The company’s previously announced strategic review of capital and business alternatives is still underway. The company has implemented additional cash conservation measures, including, without limitation, laying off its U.S. sales force and not replacing staff who have since left the company.
With the proceeds under the loan agreement, and absent additional financing being secured, management anticipates that the company will run out of cash approximately around the end of January 2023. These circumstances create material uncertainties that cast doubt as to the ability of the company to meet its obligations as they come due.

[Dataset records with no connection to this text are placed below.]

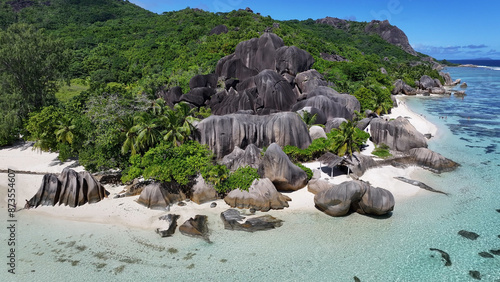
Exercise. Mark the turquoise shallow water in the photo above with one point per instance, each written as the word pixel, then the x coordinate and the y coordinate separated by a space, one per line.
pixel 312 246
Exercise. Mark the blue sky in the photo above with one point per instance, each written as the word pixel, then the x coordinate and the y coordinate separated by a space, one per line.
pixel 442 29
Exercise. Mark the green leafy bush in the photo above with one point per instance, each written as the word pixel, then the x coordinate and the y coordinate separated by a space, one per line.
pixel 306 169
pixel 382 151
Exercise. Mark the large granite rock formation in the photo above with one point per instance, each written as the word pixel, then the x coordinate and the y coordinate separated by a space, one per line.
pixel 240 158
pixel 432 160
pixel 159 195
pixel 316 184
pixel 330 102
pixel 169 226
pixel 231 218
pixel 354 196
pixel 196 227
pixel 292 60
pixel 69 188
pixel 223 133
pixel 262 196
pixel 275 93
pixel 398 134
pixel 308 80
pixel 203 192
pixel 391 34
pixel 285 175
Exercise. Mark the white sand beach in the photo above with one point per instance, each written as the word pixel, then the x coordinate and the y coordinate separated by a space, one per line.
pixel 127 212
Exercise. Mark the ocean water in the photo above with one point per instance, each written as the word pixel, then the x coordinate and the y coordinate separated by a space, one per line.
pixel 311 246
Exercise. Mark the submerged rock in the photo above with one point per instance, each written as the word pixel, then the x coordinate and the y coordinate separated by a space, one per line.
pixel 170 226
pixel 469 235
pixel 354 196
pixel 231 217
pixel 485 255
pixel 196 227
pixel 69 188
pixel 475 274
pixel 444 255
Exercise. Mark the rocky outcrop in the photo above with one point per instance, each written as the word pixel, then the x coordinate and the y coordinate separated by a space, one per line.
pixel 356 196
pixel 391 34
pixel 220 29
pixel 262 196
pixel 160 196
pixel 196 227
pixel 223 133
pixel 292 60
pixel 231 218
pixel 308 80
pixel 241 158
pixel 69 188
pixel 285 175
pixel 432 160
pixel 317 132
pixel 202 192
pixel 398 134
pixel 316 184
pixel 274 92
pixel 334 123
pixel 170 224
pixel 335 22
pixel 330 102
pixel 376 201
pixel 200 80
pixel 400 87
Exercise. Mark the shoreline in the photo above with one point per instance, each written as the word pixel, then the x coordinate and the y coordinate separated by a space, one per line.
pixel 128 213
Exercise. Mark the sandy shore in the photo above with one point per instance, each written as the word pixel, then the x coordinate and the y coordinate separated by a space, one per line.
pixel 127 212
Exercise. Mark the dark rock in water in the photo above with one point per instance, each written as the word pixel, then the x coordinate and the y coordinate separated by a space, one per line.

As noted, First Generation is an entity affiliated with the chairman of the board of directors of Acerus and it owns approximately 90% of the issued and outstanding common shares of the company. In light of First Generation’s relationship to the chairman of the board of directors of Acerus, the independent members of the board of directors met separately to consider and discuss the loan agreement. Following the review of such independent members of the board of directors, it was unanimously determined that entering into the loan agreement was in the best interests of Acerus.

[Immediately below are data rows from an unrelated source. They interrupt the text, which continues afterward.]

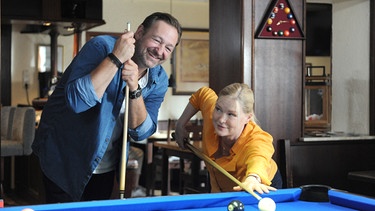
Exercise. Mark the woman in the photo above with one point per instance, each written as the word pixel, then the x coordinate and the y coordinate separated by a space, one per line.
pixel 232 138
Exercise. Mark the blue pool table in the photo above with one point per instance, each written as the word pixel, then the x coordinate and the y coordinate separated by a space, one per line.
pixel 286 199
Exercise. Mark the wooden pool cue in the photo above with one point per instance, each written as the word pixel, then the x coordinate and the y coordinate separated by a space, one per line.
pixel 124 140
pixel 204 157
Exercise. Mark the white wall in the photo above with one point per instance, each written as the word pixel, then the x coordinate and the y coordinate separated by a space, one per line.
pixel 116 13
pixel 350 53
pixel 350 66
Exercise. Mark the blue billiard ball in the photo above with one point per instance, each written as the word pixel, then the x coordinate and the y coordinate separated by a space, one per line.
pixel 236 205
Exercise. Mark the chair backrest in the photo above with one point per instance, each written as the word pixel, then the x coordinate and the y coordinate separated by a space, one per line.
pixel 195 131
pixel 20 125
pixel 24 127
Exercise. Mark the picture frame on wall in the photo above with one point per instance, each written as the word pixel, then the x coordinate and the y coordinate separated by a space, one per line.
pixel 190 62
pixel 44 58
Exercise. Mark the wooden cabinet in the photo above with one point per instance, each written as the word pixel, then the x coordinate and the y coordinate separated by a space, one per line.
pixel 317 101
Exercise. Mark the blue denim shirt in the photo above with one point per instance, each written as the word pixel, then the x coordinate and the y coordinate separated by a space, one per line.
pixel 76 126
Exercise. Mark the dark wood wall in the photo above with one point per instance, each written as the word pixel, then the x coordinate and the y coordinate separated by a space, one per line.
pixel 272 67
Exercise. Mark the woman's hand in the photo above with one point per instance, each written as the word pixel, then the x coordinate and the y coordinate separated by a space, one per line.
pixel 255 185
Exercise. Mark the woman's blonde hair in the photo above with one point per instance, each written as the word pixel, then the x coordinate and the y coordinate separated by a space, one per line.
pixel 243 94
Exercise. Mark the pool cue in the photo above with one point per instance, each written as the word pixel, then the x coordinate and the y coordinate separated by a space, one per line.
pixel 124 141
pixel 204 157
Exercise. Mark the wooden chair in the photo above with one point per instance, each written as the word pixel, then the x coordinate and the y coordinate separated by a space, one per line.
pixel 186 183
pixel 17 135
pixel 157 158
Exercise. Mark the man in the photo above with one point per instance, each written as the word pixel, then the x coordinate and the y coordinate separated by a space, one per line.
pixel 78 141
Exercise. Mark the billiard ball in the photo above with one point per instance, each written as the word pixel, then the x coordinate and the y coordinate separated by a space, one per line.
pixel 235 205
pixel 266 204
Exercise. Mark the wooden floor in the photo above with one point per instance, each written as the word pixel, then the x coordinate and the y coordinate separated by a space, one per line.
pixel 10 200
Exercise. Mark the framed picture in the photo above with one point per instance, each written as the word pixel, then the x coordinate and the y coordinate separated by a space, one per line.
pixel 44 58
pixel 190 62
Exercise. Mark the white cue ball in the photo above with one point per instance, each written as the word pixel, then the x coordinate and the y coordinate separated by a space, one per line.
pixel 266 204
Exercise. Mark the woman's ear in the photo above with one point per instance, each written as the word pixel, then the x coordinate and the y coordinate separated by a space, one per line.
pixel 249 117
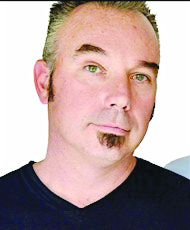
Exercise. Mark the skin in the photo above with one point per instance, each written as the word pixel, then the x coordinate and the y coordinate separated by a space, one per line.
pixel 95 93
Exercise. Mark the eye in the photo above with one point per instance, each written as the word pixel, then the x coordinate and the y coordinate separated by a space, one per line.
pixel 93 69
pixel 140 77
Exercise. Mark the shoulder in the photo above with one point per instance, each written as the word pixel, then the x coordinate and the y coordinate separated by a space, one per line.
pixel 11 183
pixel 181 166
pixel 161 180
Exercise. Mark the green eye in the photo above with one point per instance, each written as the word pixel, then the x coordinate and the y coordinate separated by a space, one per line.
pixel 93 68
pixel 140 77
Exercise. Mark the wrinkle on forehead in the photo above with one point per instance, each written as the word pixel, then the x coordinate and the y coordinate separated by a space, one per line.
pixel 90 22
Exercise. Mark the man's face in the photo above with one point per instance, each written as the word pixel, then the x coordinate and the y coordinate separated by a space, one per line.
pixel 104 82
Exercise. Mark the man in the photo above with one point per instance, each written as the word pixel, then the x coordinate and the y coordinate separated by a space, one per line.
pixel 98 76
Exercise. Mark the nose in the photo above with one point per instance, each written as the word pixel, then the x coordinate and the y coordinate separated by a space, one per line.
pixel 119 96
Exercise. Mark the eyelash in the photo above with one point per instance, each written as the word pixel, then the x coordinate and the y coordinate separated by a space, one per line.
pixel 102 71
pixel 146 77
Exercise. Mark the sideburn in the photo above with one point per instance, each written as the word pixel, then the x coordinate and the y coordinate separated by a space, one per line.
pixel 50 89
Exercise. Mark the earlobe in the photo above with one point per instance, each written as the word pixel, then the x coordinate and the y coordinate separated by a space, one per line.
pixel 41 80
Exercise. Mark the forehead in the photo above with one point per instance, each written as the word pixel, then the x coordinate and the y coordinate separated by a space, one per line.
pixel 107 28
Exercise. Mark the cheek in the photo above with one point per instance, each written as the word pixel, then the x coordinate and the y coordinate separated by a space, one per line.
pixel 144 108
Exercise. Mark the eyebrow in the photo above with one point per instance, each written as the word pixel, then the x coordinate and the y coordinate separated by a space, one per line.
pixel 150 65
pixel 88 48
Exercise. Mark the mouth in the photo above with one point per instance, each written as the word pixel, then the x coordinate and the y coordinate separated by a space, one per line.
pixel 112 129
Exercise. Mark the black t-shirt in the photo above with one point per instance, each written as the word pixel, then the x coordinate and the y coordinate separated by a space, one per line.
pixel 150 198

The loan agreement triggers the requirement for shareholder approval pursuant to Part V of the TSX company manual, unless an exemption is applicable, because Acerus is a “non-exempt” issuer for purposes of Part V of the manual, First Generation is an insider of the company, and the interest payable pursuant to the loan agreement together with the interest paid pursuant to the loan facility within the past six months, in aggregate, is greater than 10% of the company’s current market capitalization. The company has applied to the TSX pursuant to Section 604(f) of the manual for an exemption from the shareholder approval requirement on the basis that First Generation owns approximately 90% of the issued and outstanding common shares of the company. Listed issuers relying on this exemption are required to issue a press release at least ten business days in advance of the closing of the transaction. If the company’s application is approved by the TSX, then the loan agreement will commence bearing interest at the rate of 8% per annum.